In summary, a weight of evidence with the source substances 4,4’-MDI and pMDI, with supporting data from the boundary substance 4,4’-MDI/DPG/HMWP, is used to read across to the target substance. As the source substances are classified with STOT RE 2 (H373) using the read across approach, a similar classification for the target substance is followed and the target substance is classified as STOT RE 2 (H373) EU GHS 1272/2008 CLP.
Executive summary:

The principal route of concern for human exposure is via inhalation. Reliable repeated dose inhalation toxicity data is available  for the source substances 4,4’-MDI and pMDI (Hoymann et al. 1995., Reuzel et al. 1994) and are read across to the target substance. Since all substances of the MDI category contain significant levels of monomeric MDI, 4,4’-MDI represents a worst case with the highest levels of reactive free NCO groups. For the repeated dose toxicity endpoint, the observation in the respiratory tract, especially the lung noted in both source substances is consistent with the hypothesized MoA. As a MDI substance enters the lung, NCO groups react with biological nucleophiles at the MDI/lung fluid interface to form MDI-conjugates.
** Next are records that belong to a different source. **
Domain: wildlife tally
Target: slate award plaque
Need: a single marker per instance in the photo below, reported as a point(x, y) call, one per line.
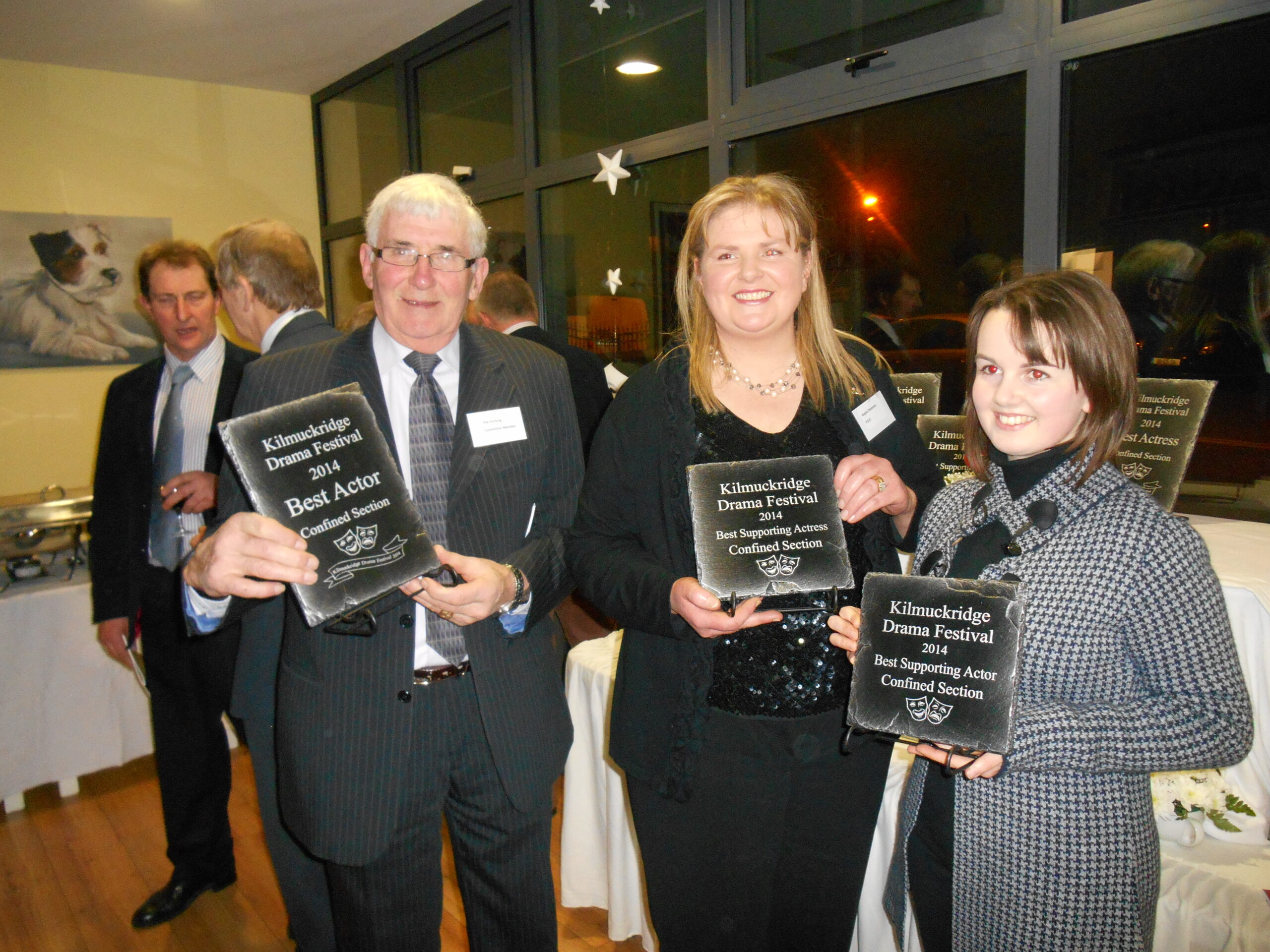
point(771, 529)
point(945, 438)
point(1157, 451)
point(938, 660)
point(320, 466)
point(920, 391)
Formation of these MDI-adducts depletes protective nucleophiles in the lung and results in pulmonary irritation and inflammatory cell influx. As these acute effects become chronic this result in histopathological changes characterized by interstitial fibrosis, hyperplasia of the alveolar epithelium and a low incidence of bronchiolo-alveolar adenoma, the latter occurring in the high exposure groups of both chronic source substance studies (Hoymann et al. 1995., Reuzel et al. 1994). The available animal toxicity data shows that the content of bioaccessible NCO groups is the driving factor of lung toxicity after repeated inhalation with a negligible contribution from the higher molecular weight components and a lack of any systemic exposure or toxicity. This supports the conclusion that data generated for 4,4’-MDI and pMDI can be used as a worst-case source for read across to the target substance, which has in common with the source substances a high content of bioaccessible monomeric  MDI. Accordingly, the CLP classification (STOT RE 2, H373) for 4,4’-MDI and pMDI is adopted for all other substances in the MDI category, including the target substance 44MDI/1,3-BD/TPG/PG.


In summary, the available data on the endpoint repeated dose toxicity are considered adequate and sufficient for classification and labelling. To support the weight of evidence additional testing is planned. It is considered to perform a sub-chronic inhalation toxicity study (OECD 413) with boundary substance 4,4’-MDI/DPG/HMWP. Additional, combined Repeated Dose Toxicity studies with Reproductive/ developmental Toxicity Screening tests (OECD 422) will be performed on 9 substances representing all sub-groups and key structural/chemical characteristics (see Test Proposal Summary attached in Chapter 13).  These studies will confirm the proposed MoA on repeated dose toxicity or identify substances that may require additional testing.